For years, the New York Times attacked crop biotechnology on the grounds that it was a corporate ploy hatched by Monsanto to take over the food supply. GMOs, the argument went, were designed to hook farmers on Monsanto's patented seeds and pesticides while failing to deliver higher crop yields. In one memorable instance, Times reporter Eric Lipton accused high-profile scientists of helping Big Ag paint its products in a more positive light.
Things may be changing, though. The paper recently published an excellent essay, Learning to Love G.M.O.s, by University of California, Berkeley, journalism professor Jennifer Kahn. Kahn offered a balanced analysis of the years-long debate over genetically engineered crops, appropriately summarizing the science while considering the reasonable questions consumers had about these misunderstood plants.
For performing this excellent public service, Kahn was lambasted by the anti-GMO brain trust. Natural News, U.S. Right to Know and GM Watch all took shots at the Times for publishing the article. These critiques are clones of one another and based on long-refuted assertions. Still, they're worth responding to on the occasion of a major newspaper abandoning its previous commitment to bad biotechnology reporting. We'll work from Natural News' rebuttal. Their quotes in italics, followed by my replies.
Kahn left out the fact that a review of two decades of data on Bt [insect-resistant] cotton in India revealed that GMO cotton is not increasing yields. Although it may have reduced the need for pesticides at first, insects eventually became resistant, and farmers are now spending more money on pesticides than they did before Bt was introduced.
That review was authored by Indian entomologist K. R. Kranthi and Washington University anthropologist Glenn Davis Stone. Kahn was right to ignore their conclusions because they were wrong. Insect-resistance can hinder the efficacy of Bt crops; no expert denies that this has been a problem in India. Despite this fact, the country's cotton yields increased dramatically after Bt crops were introduced in the early 2000s. Note the time period at which yields began to climb.
Agricultural economist Matin Quaim summarized the problems with Kranthi's and Stone's analysis in a letter published by Nature Plants:
Results showed that—after controlling for all other factors—Bt adoption had increased cotton yields by 24%, farmers’ profits by 50% and farm household living standards by 18%, with no indication that the benefits were fading during the 2002–2008 period. The same data also revealed that chemical insecticide quantities declined by more than 40% through Bt adop-tion, with the largest reductions in the most toxic active ingredients previously sprayed to control the American bollworm
Back to Natural News:
There is also the disaster of genetically engineered golden rice, which has long been hailed as a solution to vitamin A deficiency. This rice is nowhere near production, according to experts, and may even be shelved.

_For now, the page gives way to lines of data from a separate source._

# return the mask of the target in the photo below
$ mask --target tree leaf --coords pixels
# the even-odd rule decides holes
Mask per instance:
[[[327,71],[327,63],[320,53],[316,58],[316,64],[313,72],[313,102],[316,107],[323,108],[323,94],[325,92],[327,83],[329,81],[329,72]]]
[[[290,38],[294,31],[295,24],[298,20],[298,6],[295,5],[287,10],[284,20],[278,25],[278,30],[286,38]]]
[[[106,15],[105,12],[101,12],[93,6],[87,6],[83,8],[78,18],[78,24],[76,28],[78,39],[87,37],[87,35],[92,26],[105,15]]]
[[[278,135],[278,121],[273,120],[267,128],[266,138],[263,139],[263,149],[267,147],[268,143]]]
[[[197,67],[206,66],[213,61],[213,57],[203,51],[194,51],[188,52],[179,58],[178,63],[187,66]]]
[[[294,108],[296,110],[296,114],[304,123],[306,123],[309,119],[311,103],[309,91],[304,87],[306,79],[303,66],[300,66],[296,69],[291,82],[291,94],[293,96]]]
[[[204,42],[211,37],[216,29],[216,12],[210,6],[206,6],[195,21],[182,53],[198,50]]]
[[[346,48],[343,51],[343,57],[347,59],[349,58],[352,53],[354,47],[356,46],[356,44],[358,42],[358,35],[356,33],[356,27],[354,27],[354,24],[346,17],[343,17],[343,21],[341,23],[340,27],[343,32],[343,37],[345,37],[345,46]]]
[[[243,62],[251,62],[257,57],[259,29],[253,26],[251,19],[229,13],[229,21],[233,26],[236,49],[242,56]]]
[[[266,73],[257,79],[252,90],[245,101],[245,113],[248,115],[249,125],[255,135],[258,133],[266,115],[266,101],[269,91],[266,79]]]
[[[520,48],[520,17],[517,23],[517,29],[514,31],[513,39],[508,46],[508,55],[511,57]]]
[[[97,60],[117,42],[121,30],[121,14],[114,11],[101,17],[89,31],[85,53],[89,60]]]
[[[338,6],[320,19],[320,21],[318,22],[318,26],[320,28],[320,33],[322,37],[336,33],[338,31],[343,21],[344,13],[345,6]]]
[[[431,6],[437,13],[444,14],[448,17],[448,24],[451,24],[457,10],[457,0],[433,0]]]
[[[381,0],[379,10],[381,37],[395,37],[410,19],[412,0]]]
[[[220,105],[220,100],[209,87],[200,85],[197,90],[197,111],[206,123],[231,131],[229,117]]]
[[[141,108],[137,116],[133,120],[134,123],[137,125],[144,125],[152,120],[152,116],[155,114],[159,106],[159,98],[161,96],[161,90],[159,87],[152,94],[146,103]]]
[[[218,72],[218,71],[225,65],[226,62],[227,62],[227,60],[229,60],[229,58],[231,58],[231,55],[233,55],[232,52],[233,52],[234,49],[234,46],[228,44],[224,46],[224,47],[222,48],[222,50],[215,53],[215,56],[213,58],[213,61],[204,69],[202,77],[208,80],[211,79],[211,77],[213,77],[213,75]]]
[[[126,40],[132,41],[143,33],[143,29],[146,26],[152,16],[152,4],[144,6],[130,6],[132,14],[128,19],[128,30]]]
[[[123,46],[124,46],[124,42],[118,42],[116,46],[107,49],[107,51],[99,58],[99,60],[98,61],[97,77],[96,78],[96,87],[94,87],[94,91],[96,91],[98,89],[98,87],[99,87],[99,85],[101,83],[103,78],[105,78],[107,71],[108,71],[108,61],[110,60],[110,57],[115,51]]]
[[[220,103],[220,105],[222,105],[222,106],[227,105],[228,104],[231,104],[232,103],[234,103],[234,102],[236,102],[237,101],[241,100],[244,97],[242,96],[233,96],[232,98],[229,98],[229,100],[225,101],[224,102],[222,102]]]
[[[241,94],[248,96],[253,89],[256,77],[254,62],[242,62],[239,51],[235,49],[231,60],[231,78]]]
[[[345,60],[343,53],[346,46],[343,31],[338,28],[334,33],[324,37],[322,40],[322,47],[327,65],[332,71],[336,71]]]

The introduction of Golden Rice (GR) was delayed for decades because skittish regulators, harassed by groups like Greenpeace, refused to approve the vitamin-fortified rice. The holdup had nothing to do with the safety or efficacy of the crop itself. As I wrote recently, The Philippines has finally given GR the green light despite the anti-GMO movement's continued agitation.
[US]Right to Know also notes that the journalism professor relied on a source that has been discredited. She quoted Mark Lynas, a writer who has been called out by scientists and food policy experts alike for his inaccurate claims about pesticides and GMOs.
Natural News and their allies dislike Lynas because he had the integrity to consider the evidence and abandon his opposition to crop biotechnology. He's a convert of sorts, and thus a very effective science advocate. His work is widely respected and he now works as a communications strategist at Cornell University's Alliance for Science. The “scientists and food policy experts” who have called out Lynas are a tiny minority of scholars who are either unfamiliar with the relevant evidence or just ignore it.
And what about the fact that the use of toxic herbicides like glyphosate, which has been linked to cancer, has increased 15-fold since GMOs were introduced? Does she care that genetically modified crops have also led to the emergence of superbugs and superweeds that need even more toxic poisons like 2,4-D to kill?
Glyphosate use has certainly increased in recent decades, but the incidence of Non-Hodgkin's Lymphoma, the group of cancers allegedly caused by exposure to the weedkiller, has remained flat, and deaths have actually declined.
Pesticide-resistant weeds and insects, as mentioned, are real but manageable threats. Genetic engineering can be used to reverse the resistance in various pests, and farmers can minimize the problem by utilizing a variety of chemistries. That's another reason efforts to ban pesticides are so dangerous: they make farmers dependent on fewer plant-protection products, which amplifies the very problem we all want to solve.
The corporate press often botches their science reporting and should be called out whenever they do. In this case, though, the Times did an admirable job and should be commended for it. The paper recently profiled “Crazy Joe” Mercola for spreading nonsense about coronavirus as well, so maybe this is the beginning of a positive trend. We'll keep our fingers crossed.